Это верно. Ухо его различало любое жужжанье, скрип, сухой треск крохотных взрывов, раздающихся в Пространстве; он узнавал любое из незримых насекомых, чьи челюсти неустанно грызут тишину, и далекие шорохи, и виолончельное пение звезд. Любой из этих звуков он мог назвать по имени. Мог ослабить их, почти свести на нет. Мог раздавить их или отогнать, как избавляешься от пчелы или неразличимого во тьме летней ночи ноющего комара.

— Какое-нибудь далекое излучение, — сказали. — Радиомаяк указывает путь кораблям. Или это вспышка на Солнце. Или волна отразилась от Луны.

— Ничего похожего, — возразил Грандэн. — Это совсем другое.

Мне пригрезилось Пространство, населенное волнами, — они пронизывают планеты, пересекают небеса, разыгрываются бурями, проникают сквозь стены и запертые двери. Это трудно себе представить. Надо закрыть глаза и вообразить тьму и тишину, необъятную, пустынную, однако там полным-полно жизни, там все насыщено и переплетено, вспыхивают внезапные молнии и, точно в море, округло колышутся волны. Это тоже вселенная, как и Вселенная планет, звезд и галактик. Но для нас она еще недостижимей — однако она неотделима от планет, от галактик и от звезд, из которых они состоят, точно так же, как наш скелет, которого мы никогда не увидим, неотделим от нашего тела.

— Не знаю, — виновато сказал Грандэн. — Слушай.

Он передал мне наушники, я взял их и в первое мгновение ничего не услышал, только уловил какуюто безмолвную глубину, словно бы эхо молчания, отраженное стенами бездонного колодца.
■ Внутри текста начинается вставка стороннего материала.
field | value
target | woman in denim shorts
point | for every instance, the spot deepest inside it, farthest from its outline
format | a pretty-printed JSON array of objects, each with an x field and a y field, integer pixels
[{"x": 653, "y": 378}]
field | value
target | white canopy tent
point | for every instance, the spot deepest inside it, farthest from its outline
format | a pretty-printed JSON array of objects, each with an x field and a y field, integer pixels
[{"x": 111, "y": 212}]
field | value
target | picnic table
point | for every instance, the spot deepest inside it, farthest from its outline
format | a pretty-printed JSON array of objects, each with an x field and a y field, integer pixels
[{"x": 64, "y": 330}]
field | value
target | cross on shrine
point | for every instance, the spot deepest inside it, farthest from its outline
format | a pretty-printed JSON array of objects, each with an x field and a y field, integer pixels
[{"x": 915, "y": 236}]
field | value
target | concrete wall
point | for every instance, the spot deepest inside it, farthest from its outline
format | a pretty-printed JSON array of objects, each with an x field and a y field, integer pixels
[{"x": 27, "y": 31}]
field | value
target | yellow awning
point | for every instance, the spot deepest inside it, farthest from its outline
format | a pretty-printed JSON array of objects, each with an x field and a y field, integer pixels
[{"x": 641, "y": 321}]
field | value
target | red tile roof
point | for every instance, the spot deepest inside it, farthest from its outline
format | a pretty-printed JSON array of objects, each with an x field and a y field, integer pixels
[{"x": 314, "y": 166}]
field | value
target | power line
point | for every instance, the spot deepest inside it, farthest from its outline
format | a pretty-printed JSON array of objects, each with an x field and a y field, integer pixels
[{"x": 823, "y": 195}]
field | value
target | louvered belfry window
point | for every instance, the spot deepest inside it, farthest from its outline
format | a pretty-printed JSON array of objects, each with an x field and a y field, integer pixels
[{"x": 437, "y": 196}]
А потом незаметно это пришло, и все нарастало, и меня начало трясти.

То были мерные колебания, которые дрожью отдавались у меня в черепе, звуки невыразимо мрачные, протяжные, грозные, и на миг мне почудилось, будто всю Вселенную накрыл исполинский колокол и его-то песнь я и услышал. Словно осенний ветер вздыхал в ветвях дерев, свистал в тонких органных трубах высохших трав, медлил и гудел на липких лужах, завывал в дымоходах, трещал в огне зимних очагов, тихонько шептал что-то в обрамляющих окна сосульках.

Звук появлялся и исчезал, нарастал и вновь слабел, медлительный, заунывный, ничуть не похожий на равномерное шуршание радиопомех.

— Это голоса, — сказал я.

Грандэн поглядел на меня и слегка пожал плечами, но даже не улыбнулся. Морщины у него на лбу немного разгладились.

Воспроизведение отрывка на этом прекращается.